Philip Knight, the pompous CEO of Nike, Inc., makes Moore's hall of shame, his face and company's deeds emblazoning Corporate Crook card #3. As most people know, Nike actually manufactures very little - it is essentially a gigantic marketing firm. Nearly all of its footware is manufactured on contract to sweatshops in Southeast Asia, including Indonesia, where over one third of its shoes are made. According to Moore, who cites well-documented research, Indonesia is 'notorious for human rights abuses and poor working conditions. Indonesian girls and young women who sew the shoes start at an entry-level rate of about two dollars a day, a wage that meets only two-thirds of workers' "basic physical needs," as defined by the Indonesian government.' Nike workers routinely suffer harassment, beatings, and imprisonment, while Nike looks the other way or refuses to enforce a code of standards.
After a few more political chapters, Moore weighs in on the O.J. Simpson media circus, reveals his secret crush on Hillary Clinton, tries to get California Representative Robert Dornan committed to an asylum for the insane, and suggest that the US government downsize and move its operations to Mexico along with the American corporations setting up shop there. He also urges readers to join his organization, Mike's Militia, which will work non-violently to 'enforce the calls to action in this book,' to 'sell raffle tickets' and raise proceeds to take militia members on fun field trips, and to 'eliminate all other militia groups.' In fact, Moore has worked on a film in which he spends time with the Michigan Militia, revealing a little seen side of the often demonized groups. (Mike's Militia can be accessed via the internet at http://www.michaelmoore.com).

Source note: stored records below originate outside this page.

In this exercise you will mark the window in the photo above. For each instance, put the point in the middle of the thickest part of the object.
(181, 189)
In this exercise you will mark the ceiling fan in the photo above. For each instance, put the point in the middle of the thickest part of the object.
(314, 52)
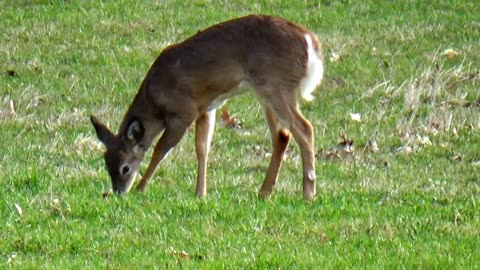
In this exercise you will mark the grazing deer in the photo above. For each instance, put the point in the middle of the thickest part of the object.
(189, 80)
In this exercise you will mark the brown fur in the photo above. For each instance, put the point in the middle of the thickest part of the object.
(189, 77)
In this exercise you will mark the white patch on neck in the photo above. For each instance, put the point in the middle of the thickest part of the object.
(314, 72)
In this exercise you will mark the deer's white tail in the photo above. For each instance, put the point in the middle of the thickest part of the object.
(314, 73)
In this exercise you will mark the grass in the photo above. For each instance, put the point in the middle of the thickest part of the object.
(410, 203)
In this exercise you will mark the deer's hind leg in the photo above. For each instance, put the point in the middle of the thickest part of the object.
(203, 137)
(283, 102)
(280, 139)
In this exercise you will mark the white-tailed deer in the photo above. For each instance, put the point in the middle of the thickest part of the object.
(278, 60)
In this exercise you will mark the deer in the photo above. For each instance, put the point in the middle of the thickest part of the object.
(278, 60)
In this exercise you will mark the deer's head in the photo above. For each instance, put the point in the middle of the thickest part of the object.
(123, 154)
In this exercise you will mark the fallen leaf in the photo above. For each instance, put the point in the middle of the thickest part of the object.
(19, 209)
(228, 120)
(11, 73)
(356, 117)
(346, 144)
(372, 146)
(334, 57)
(450, 53)
(182, 254)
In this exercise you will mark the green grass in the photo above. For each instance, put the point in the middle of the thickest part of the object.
(414, 203)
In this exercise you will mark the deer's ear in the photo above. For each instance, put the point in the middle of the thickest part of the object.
(103, 133)
(135, 130)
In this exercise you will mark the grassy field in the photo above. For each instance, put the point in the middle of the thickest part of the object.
(397, 124)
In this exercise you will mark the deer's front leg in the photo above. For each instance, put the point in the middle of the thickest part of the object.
(170, 137)
(203, 137)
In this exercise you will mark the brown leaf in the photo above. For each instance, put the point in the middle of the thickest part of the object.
(346, 144)
(106, 194)
(228, 120)
(181, 254)
(19, 209)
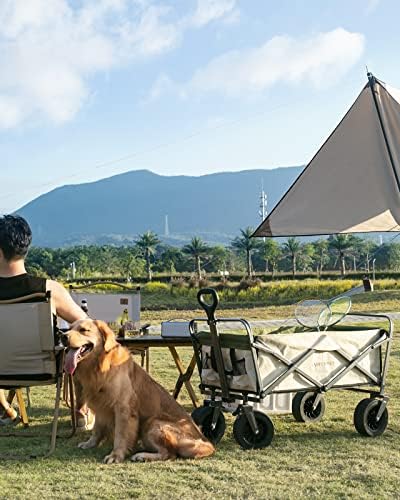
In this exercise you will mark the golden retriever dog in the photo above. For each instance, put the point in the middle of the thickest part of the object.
(130, 406)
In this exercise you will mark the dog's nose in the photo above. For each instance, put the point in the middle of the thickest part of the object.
(63, 336)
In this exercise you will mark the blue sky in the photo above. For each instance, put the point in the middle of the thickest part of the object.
(92, 88)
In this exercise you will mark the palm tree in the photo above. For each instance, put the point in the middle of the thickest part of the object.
(245, 243)
(147, 243)
(271, 253)
(321, 254)
(293, 249)
(342, 244)
(196, 248)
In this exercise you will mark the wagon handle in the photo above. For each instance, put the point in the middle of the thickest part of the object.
(208, 307)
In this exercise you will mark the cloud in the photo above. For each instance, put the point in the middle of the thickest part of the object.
(50, 51)
(371, 6)
(322, 58)
(210, 10)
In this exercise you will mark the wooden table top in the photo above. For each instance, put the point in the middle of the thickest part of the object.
(155, 341)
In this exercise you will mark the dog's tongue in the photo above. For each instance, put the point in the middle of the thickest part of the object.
(71, 360)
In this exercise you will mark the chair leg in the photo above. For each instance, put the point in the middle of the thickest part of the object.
(147, 360)
(54, 425)
(22, 407)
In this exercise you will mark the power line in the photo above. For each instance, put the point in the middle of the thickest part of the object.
(160, 146)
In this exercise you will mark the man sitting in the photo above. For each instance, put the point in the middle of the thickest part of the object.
(15, 282)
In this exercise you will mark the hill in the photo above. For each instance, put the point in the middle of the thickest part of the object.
(116, 209)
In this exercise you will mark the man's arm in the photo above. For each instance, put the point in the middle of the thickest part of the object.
(66, 308)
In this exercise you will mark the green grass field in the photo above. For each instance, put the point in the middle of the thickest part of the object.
(328, 459)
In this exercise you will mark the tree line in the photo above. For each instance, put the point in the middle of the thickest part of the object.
(148, 255)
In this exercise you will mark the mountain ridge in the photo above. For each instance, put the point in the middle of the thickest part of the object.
(128, 204)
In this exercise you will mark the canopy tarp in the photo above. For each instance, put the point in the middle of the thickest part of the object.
(352, 185)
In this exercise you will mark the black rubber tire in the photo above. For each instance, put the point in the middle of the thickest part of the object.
(244, 435)
(302, 407)
(203, 418)
(365, 418)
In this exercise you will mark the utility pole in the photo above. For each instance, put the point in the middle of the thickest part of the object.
(263, 203)
(166, 227)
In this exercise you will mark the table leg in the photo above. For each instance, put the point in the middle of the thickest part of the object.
(184, 376)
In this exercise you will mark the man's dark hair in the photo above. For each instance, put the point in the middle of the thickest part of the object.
(15, 236)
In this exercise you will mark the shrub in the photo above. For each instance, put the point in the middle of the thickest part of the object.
(178, 282)
(249, 283)
(156, 286)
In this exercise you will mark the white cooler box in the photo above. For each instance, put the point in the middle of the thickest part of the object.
(175, 328)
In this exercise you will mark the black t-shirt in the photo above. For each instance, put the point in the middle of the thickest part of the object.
(21, 285)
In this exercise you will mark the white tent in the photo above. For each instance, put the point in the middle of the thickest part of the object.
(352, 185)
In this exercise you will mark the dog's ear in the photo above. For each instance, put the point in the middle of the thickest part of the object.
(107, 334)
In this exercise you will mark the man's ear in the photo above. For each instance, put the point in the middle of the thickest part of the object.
(107, 334)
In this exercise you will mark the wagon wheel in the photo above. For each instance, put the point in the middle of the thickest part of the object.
(302, 407)
(203, 418)
(365, 418)
(244, 435)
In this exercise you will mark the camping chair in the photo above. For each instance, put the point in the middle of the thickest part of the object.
(31, 354)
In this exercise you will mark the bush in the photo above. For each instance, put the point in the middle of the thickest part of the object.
(249, 283)
(178, 282)
(156, 286)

On the promotional tour for Downsize This!, Moore got the idea for his subsequently released film, 'The Big One'. As he traveled from city to city, he met countless people who related their own stories of being downsized by corporate America. This was a time when US president Clinton boasted of increasing jobs and an economy on the upswing. Moore decided to document the stories, and brought a camera crew on the rest of the book tour. Along the way, he also got into trouble with Borders bookstores, when he refused to cross a picket line of striking Borders workers, speaking out in favor of Borders' employees who were trying to unionize. The corporation sent PR flacks and security thugs to Moore's subsequent stops, in an attempt to 'protect' Borders workers from meeting with Moore. The scheme backfired, with Moore donating some of the proceeds from Downsize This! to help the Borders workers unionize.